The rollercoaster that is NFTs
A Zeitgeist study by GWI across 9 countries found that more than two-thirds of people have heard of non-fungible tokens, or NFTs, but fewer than 3 in 10 people actually understand what NFTs really are.
In fact, more than a quarter of the survey participants thought NFTs were a form of cryptocurrency, which signifies that NFTs have a long way to go before mainstream adoption.
Kemp remains unconvinced about NFTs as a marketing tool. Trading activity of NFTs has fallen significantly – only 300,000 crypto wallets were trading NFTs in mid-August 2022, compared with 1 million in December 2021.
While the number of wallets doesn’t necessarily translate to the exact number of individuals trading NFTs, Kemp noted that there may be more worthwhile opportunities for marketing budgets, especially when compared to user numbers on social media.
For instance, 1,600 times as many people use Yahoo! each month compared with the number of wallets currently trading NFTs, while 1,000 times as many people use Quora each month, says Kemp.
Scepticism over NFTs has also driven NFT trade values down. In July, the cumulative value of NFT trades fell below US$1 billion, compared with the US$5 billion of trades conducted in September last year.
He warns marketers not to fall for the NFT hype too easily. “Be very careful how you interpret the things that are being portrayed out there, especially when it comes to people that are a little bit too bullish about this kind of stuff,” he says.
Time spent on TikTok is at an all-time high
According to findings from Data.ai, people are spending more time on TikTok than ever. Users spend 23.6 hours on TikTok a month, with YouTube coming in a close second at 23.2 hours a month.
That said, research from Sensor Tower revealed that 39 percent of its survey respondents open the Instagram app each day, with TikTok the second most-opened app.
TikTok is no doubt becoming one of the most popular social media apps in the world, but marketers need to look at what their social media engagement goals are before choosing which app to focus their budgets on.
“Instagram is by far the most frequently opened, so if you want to build a daily relationship with people, Instagram might be a better choice,” says Kemp.
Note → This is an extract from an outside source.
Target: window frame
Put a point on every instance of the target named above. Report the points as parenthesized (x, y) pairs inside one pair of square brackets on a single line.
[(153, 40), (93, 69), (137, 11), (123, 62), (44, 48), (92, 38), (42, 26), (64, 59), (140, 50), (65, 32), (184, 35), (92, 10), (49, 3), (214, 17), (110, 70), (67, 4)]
Messaging apps are increasingly used as business tools
Kemp noted that Telegram’s user base is growing fast, opening opportunities for marketers to use the messaging app to engage their customers through maintaining their brands’ Telegram channels.
“700 million monthly active users is a really impressive feat. But it’s not just that number that’s important. What we’re seeing is that that’s actually grown by an average of 25 percent per year over the past couple of years,” he says, adding that Telegram users may be growing even faster than TikTok users.
Messaging apps such as WhatsApp Business are well-suited to small businesses, who often don’t have the scale to use larger customer relationship management software. However, bigger companies shouldn’t ignore messaging apps either, he says.
Data.ai shows that WhatsApp Business was one of the 10-most downloaded apps between April and June 2022, moving up three places from its ranking in the first quarter.
“Messengers are becoming more important for our customers, which means businesses should consider adding them to their marketing toolkits too,” says Kemp.